Sunday Vigil

Deel Op


Reading of the Word of God

Alleluia, alleluia, alleluia

Whoever lives and believes in me
will never die.

Alleluia, alleluia, alleluia

Acts 16,1-10

From there he went to Derbe, and then on to Lystra, where there was a disciple called Timothy, whose mother was Jewish and had become a believer; but his father was a Greek. The brothers at Lystra and Iconium spoke well of him, and Paul, who wanted to have him as a travelling companion, had him circumcised. This was on account of the Jews in the locality where everyone knew his father was a Greek. As they visited one town after another, they passed on the decisions reached by the apostles and elders in Jerusalem, with instructions to observe them. So the churches grew strong in the faith, as well as growing daily in numbers. They travelled through Phrygia and the Galatian country, because they had been told by the Holy Spirit not to preach the word in Asia. When they reached the frontier of Mysia they tried to go into Bithynia, but as the Spirit of Jesus would not allow them, they went through Mysia and came down to Troas. One night Paul had a vision: a Macedonian appeared and kept urging him in these words, 'Come across to Macedonia and help us.' Once he had seen this vision we lost no time in arranging a passage to Macedonia, convinced that God had called us to bring them the good news.

 

Alleluia, alleluia, alleluia

If you believe, you will see the glory of God,
thus says the Lord.

Alleluia, alleluia, alleluia

Chapter 16 of Acts shows the Word of God crossing over the borders of Asia. The author stresses that the decision to go to Europe did not come from any strategy devised by Paul, but from a demand rising up from the very heart of that region of the Empire. This is the meaning of the Macedonians' appeal to Paul. This European man appears to Paul in a vision and entreats him, saying: "Come over to Macedonia and help us!" It is a pressing invitation, almost an order. But it is still a vision. The apostle does not accomplish his mission with his head down; he does not carry out his task of proclaiming the Gospel as a cold employee. He lets himself be conquered by the "visions" that the Gospel opens before his eyes. Paul feels the pressing urgency of preaching the Gospel all over the world, and he lets himself be overcome by the cries of those who are in need. Paul hears the cries of those who are asking for salvation; he wonders how to preach and how to touch everyone's hearts.

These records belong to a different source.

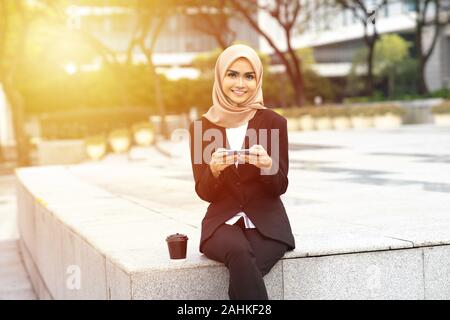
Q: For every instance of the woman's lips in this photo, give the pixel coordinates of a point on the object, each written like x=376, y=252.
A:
x=238, y=93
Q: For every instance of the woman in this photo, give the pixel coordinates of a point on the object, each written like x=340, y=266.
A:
x=245, y=226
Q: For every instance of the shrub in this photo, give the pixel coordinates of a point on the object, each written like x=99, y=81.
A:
x=385, y=109
x=443, y=108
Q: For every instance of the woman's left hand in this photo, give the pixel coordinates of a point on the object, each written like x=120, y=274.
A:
x=258, y=157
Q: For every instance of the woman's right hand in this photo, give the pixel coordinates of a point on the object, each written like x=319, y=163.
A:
x=220, y=160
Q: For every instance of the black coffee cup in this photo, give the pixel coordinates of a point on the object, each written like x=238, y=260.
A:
x=177, y=244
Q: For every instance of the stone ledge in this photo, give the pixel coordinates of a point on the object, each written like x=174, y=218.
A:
x=118, y=245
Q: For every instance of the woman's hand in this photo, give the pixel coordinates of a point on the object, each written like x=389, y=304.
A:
x=258, y=157
x=220, y=160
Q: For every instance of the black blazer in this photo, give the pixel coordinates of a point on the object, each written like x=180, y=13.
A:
x=244, y=188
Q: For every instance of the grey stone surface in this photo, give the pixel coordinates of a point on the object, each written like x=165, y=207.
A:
x=437, y=272
x=395, y=274
x=118, y=282
x=361, y=203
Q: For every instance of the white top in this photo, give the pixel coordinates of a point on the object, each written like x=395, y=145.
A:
x=236, y=138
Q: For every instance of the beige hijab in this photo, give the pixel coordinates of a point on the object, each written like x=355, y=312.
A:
x=223, y=112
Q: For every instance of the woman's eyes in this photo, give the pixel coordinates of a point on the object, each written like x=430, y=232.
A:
x=249, y=76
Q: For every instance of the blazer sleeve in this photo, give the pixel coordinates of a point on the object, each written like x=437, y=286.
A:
x=276, y=181
x=207, y=186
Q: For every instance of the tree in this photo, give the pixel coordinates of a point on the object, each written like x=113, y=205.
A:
x=390, y=51
x=367, y=16
x=287, y=16
x=422, y=9
x=391, y=58
x=212, y=18
x=15, y=20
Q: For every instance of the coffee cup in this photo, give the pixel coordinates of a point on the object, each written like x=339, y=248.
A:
x=177, y=244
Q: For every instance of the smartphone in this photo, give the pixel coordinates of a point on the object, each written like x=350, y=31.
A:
x=238, y=152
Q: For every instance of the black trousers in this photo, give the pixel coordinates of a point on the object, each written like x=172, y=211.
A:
x=248, y=255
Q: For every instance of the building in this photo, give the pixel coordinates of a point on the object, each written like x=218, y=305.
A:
x=335, y=35
x=178, y=44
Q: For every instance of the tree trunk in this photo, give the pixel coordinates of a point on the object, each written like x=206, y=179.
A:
x=370, y=55
x=18, y=116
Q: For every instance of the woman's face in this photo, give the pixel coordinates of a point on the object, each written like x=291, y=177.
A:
x=239, y=83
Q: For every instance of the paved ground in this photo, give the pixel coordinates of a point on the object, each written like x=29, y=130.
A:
x=14, y=282
x=349, y=191
x=353, y=190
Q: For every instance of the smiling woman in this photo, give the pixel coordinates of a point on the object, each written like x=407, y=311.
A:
x=240, y=81
x=245, y=226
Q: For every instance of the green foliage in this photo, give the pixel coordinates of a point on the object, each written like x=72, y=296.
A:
x=392, y=64
x=443, y=108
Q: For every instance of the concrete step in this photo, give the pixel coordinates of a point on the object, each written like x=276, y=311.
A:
x=14, y=281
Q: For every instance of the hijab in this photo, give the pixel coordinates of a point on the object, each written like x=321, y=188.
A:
x=224, y=113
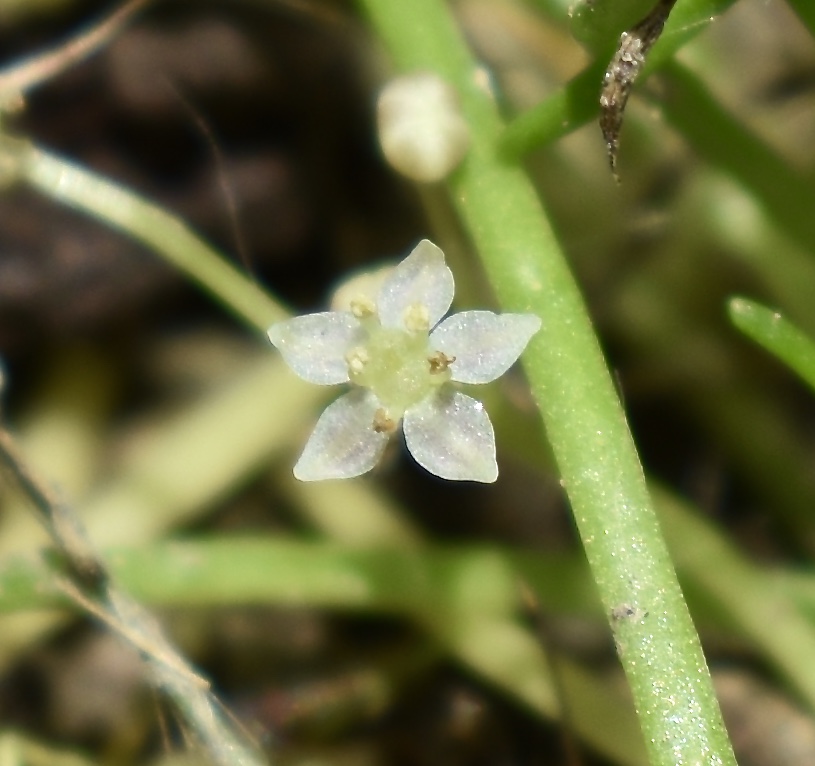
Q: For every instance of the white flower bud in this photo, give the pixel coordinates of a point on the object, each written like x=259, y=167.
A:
x=421, y=129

The apostle has accepted the dream of the Gospel, the missionary vision that Jesus had given to the apostles. On that day, the vision for Europe started becoming more real. Responding to that cry, Paul opened the doors of the entire West to Christian preaching. The Gospel crossed over the borders - important, but narrow - of Asia Minor, to enter Europe, towards Rome, the heart of the Roman Empire. It must be said that this cry for help still resounds strongly today: it rises from the European cities and their great peripheries marked by violence, hatred, and indifference, where people are closed-off and isolated. Europe needs the Gospel to be preached again. The cry of the "Macedonian" of today is the cry of the poor, the foreigners, the marginalized, the imprisoned, the elderly, the many who are abandoned and excluded. And, in this time of globalization, the "Macedonian" is not just one country or continent, but every country and continent where there is violence and injustice. Europe, or better, the European Christian churches, are called to listen, as Paul did that night, to this great cry, this great invocation that rises from the many peoples of the South of the world who are asking for support and help. The poor and the weak of the entire world cry out to the Christian churches, "Come over to us and help us!"